EX1A-12 OPN CNSL 17 v463400_ex12-1.htm EXHIBIT 12.1

Exhibit 12.1

 

KING, HOLMES, PATERNO & SORIANO LLP

ATTORNEYS AT LAW

1900 AVENUE OF THE STARS, TWENTY-FIFTH FLOOR

LOS ANGELES, CALIFORNIA 90067-4506

Telephone (310) 282-8989

Facsimile (310) 282-8903

 

April 14, 2017

 

 

Chino Commercial Bancorp

14245 Pipeline Avenue

Chino, California 91710

 

Re:Chino Commercial Bancorp: Offering Statement on Form 1-A

 

Ladies and Gentlemen:

 

We have acted as counsel to Chino Commercial Bancorp, a California corporation (the “Company”), in connection with the preparation and filing of the “Tier 1” Regulation A Offering Statement on Form 1-A (the “Offering Statement”) by the Company with the Securities and Exchange Commission under the Securities Act of 1933, as amended (the “Act”), and the regulations promulgated thereunder.

 

The Offering Statement relates to (i) the proposed issuance by the Company of up to 323,277 shares of the Company’s common stock, no par value (the “Shares”), and (ii) the subscription rights (the “Rights”) which will entitle holders of record of the shares of the Company’s common stock as of a specified record date to subscribe for the Shares on a Rights basis (the “Rights Offering”) as described in the offering circular which is included in the Offering Statement (the “Offering Circular”).

 

In rendering this opinion, we have examined: (i) the Articles of Incorporation and Bylaws of the Company; (ii) certain resolutions of the Board of Directors evidencing the corporate proceedings taken by the Company with respect to the Rights Offering and to authorize the issuance of the Rights and the Shares, and (iii) such other documents as we have deemed appropriate or necessary as a basis for the opinion hereinafter expressed.

 

In rendering the opinion expressed below, we assumed the legal capacity of natural persons signing or delivering any instrument, the authenticity of all documents and records examined, the conformity with the original documents of all documents submitted to us as copies, and the genuineness of all signatures.

 

 

 

 

 

Chino Commercial Bancorp

April 14, 2017

Page 2

 

 

Based upon and subject to the foregoing, and such legal considerations as we deem relevant, we are of the opinion that:

 

1.      The Rights have been duly authorized by appropriate corporate action, and when issued, as contemplated by the Offering Circular, the Rights will be valid and binding obligations of the Company, enforceable against the Company in accordance with their terms, except to the extent that enforcement thereof may be limited by (a) bankruptcy, insolvency, reorganization, fraudulent conveyance, moratorium, or other similar laws now or hereafter in effect relating to creditors’ rights generally and (b) general principles of equity (regardless of whether enforceability is considered in a proceeding at law or in equity).

 

2.      The Shares have been duly authorized by appropriate corporate action, and when issued and delivered against payment therefor upon due and proper exercise of the Rights or otherwise as contemplated by the Offering Circular, the Shares will be validly issued, fully paid and non-assessable.

 

The foregoing opinion is based solely on the present laws and applicable regulations of the State of California.
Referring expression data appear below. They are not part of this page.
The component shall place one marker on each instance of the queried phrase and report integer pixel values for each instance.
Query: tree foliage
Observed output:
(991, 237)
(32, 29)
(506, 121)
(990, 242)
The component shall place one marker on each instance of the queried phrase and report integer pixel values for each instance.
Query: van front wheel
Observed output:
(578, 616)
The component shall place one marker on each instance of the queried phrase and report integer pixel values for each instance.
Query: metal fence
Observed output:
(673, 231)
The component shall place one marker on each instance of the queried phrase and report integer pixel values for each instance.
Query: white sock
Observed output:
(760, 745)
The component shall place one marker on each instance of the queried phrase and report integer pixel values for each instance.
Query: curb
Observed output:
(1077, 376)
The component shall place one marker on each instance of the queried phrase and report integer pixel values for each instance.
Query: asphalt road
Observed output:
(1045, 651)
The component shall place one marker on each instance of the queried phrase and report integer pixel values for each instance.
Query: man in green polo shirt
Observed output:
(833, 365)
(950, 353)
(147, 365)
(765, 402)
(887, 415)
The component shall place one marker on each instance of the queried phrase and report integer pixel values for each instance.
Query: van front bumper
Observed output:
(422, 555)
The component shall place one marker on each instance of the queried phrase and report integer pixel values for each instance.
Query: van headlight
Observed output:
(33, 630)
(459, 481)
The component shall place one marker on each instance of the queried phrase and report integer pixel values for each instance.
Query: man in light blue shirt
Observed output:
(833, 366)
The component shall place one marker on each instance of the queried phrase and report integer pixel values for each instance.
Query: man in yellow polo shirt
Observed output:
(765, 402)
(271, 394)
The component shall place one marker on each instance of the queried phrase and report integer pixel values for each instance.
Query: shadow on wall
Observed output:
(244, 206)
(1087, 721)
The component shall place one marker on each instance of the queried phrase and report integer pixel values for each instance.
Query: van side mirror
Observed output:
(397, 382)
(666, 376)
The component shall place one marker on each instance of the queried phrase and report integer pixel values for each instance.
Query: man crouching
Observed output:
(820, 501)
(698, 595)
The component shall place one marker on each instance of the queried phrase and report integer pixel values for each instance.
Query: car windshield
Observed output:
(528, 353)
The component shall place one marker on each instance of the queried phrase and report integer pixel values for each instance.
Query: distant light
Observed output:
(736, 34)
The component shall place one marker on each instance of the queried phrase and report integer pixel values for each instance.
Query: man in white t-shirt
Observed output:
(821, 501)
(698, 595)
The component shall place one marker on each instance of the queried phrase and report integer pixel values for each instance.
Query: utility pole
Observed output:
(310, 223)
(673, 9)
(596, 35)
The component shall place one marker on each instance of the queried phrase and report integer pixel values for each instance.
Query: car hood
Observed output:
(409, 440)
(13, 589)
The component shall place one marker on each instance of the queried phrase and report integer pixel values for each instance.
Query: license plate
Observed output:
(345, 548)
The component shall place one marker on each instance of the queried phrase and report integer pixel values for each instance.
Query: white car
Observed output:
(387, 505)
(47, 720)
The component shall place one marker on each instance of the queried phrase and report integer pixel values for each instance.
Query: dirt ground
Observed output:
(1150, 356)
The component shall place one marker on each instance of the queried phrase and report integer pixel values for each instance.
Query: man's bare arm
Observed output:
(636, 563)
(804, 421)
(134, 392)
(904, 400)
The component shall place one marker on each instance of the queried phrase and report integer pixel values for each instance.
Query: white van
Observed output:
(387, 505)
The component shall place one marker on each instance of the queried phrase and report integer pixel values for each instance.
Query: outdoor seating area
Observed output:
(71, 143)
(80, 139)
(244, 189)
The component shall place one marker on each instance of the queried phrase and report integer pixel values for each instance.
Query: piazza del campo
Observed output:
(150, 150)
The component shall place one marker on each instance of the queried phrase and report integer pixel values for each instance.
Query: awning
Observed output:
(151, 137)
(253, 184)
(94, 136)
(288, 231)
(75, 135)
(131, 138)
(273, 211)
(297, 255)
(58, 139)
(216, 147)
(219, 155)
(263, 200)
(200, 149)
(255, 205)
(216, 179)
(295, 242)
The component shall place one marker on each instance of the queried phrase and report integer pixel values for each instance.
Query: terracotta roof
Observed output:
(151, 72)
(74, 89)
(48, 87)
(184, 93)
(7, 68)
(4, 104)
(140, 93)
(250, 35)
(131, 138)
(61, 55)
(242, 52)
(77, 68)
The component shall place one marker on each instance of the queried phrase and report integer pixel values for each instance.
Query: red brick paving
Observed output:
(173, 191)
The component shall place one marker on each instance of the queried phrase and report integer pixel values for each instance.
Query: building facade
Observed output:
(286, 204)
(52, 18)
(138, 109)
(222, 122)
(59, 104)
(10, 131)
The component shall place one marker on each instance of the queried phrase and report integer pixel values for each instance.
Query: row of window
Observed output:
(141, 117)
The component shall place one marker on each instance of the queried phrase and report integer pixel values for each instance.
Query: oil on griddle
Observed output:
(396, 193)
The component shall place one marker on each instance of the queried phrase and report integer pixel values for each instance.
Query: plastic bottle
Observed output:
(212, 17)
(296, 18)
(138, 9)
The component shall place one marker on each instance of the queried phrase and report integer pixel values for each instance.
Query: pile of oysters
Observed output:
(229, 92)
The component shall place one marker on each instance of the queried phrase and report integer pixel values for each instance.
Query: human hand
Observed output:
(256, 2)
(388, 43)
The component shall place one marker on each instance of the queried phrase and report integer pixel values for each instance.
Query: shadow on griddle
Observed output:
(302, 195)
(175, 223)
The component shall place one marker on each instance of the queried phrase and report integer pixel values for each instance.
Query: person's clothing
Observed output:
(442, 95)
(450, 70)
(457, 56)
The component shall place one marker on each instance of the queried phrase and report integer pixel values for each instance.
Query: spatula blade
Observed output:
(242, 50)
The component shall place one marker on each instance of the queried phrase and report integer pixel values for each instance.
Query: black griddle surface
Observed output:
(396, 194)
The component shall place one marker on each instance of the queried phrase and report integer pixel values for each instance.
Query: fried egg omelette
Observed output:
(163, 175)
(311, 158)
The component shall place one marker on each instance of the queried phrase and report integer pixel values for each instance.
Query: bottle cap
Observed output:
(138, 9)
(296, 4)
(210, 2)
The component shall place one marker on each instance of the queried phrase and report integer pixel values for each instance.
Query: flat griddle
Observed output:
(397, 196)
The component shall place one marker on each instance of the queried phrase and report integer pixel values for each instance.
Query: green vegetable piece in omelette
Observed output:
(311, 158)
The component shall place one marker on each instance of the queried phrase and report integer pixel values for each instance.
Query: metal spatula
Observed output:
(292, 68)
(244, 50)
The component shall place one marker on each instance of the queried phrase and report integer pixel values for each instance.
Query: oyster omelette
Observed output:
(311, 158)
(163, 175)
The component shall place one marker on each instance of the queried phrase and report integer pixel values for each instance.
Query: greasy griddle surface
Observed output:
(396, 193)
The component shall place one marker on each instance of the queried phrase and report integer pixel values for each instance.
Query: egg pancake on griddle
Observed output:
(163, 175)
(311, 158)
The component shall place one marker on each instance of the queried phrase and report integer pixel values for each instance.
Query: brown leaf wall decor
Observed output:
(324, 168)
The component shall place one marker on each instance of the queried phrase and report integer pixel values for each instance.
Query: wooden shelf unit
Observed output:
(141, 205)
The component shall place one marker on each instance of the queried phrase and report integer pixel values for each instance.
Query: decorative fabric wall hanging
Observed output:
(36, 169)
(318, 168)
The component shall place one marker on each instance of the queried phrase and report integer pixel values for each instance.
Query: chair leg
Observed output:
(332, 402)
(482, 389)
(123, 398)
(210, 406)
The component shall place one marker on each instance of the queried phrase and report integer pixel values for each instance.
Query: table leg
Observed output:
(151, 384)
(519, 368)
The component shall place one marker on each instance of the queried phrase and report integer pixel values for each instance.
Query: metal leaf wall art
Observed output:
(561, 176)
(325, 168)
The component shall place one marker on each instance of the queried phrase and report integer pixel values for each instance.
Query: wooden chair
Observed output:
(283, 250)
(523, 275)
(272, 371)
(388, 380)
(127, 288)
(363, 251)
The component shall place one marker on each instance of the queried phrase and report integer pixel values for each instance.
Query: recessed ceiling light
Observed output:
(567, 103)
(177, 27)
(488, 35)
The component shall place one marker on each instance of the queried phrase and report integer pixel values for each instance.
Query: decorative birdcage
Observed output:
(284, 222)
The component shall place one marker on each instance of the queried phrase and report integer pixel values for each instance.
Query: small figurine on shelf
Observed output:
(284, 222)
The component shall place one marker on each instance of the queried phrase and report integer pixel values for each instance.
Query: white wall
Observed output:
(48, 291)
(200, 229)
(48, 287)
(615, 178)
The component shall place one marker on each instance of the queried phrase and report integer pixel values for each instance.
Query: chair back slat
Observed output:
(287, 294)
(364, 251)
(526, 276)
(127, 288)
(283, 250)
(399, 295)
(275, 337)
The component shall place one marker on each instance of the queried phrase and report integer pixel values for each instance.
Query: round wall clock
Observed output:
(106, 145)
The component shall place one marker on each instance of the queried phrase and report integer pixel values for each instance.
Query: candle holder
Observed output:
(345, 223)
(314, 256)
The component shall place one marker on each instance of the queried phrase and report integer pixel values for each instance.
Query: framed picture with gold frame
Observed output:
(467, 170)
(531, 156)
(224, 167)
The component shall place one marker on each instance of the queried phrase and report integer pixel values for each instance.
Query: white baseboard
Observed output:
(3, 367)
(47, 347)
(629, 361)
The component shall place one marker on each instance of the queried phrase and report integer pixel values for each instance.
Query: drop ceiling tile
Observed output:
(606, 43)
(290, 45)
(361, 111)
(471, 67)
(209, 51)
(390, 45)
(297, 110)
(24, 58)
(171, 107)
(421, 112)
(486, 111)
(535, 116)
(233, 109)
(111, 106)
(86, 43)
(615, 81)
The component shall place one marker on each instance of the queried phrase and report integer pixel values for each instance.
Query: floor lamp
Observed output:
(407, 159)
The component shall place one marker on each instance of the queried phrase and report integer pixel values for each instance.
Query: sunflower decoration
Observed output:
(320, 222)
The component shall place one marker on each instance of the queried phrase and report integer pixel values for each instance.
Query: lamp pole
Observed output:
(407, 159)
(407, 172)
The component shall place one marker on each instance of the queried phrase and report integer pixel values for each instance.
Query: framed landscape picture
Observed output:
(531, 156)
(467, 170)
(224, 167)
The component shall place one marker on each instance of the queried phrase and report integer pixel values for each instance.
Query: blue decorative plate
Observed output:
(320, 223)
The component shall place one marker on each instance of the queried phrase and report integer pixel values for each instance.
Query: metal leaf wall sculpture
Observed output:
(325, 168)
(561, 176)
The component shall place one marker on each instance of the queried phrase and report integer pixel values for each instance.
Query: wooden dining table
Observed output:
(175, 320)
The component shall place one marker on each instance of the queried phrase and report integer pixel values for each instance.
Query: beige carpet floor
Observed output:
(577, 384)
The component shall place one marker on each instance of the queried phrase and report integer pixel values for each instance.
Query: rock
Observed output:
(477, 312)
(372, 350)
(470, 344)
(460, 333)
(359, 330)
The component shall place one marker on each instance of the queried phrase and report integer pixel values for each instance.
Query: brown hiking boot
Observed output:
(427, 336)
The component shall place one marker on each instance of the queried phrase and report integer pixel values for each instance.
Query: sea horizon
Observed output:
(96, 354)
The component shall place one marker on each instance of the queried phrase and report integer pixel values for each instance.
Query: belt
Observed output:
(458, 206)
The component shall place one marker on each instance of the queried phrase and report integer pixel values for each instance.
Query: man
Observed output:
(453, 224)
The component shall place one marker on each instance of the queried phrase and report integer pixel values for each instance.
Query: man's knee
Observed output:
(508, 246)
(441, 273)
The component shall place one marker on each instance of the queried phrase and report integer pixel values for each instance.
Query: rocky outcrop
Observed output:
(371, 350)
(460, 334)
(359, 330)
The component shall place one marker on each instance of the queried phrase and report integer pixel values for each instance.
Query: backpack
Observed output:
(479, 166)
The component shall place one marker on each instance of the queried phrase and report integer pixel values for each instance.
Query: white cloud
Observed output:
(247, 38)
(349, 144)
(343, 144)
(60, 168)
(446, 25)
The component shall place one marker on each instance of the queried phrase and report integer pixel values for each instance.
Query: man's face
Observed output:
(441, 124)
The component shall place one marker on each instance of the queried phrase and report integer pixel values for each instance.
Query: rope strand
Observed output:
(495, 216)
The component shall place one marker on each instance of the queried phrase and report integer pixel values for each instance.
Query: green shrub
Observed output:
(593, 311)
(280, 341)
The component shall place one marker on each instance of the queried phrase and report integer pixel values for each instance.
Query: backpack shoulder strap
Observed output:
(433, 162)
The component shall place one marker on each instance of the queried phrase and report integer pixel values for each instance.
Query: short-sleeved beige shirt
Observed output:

We are members of the California State Bar, and, accordingly, express no opinion as to matters involving the laws of any other jurisdiction.

 

We hereby consent to the filing of this opinion as an Exhibit to the Offering Statement and to references made to this firm under the heading “Legal Matters” in the Offering Circular contained in the Offering Statement and all amendments thereto. In giving such consent, we do not thereby admit that we are included in the category of persons whose consent is required under Section 7 of the Act or the rules and regulations promulgated thereunder. The opinions set forth in this letter are based upon the facts in existence and laws in effect on the date hereof and we expressly disclaim any obligation to update our opinions herein, regardless of whether changes in such facts or laws come to our attention after the delivery hereof.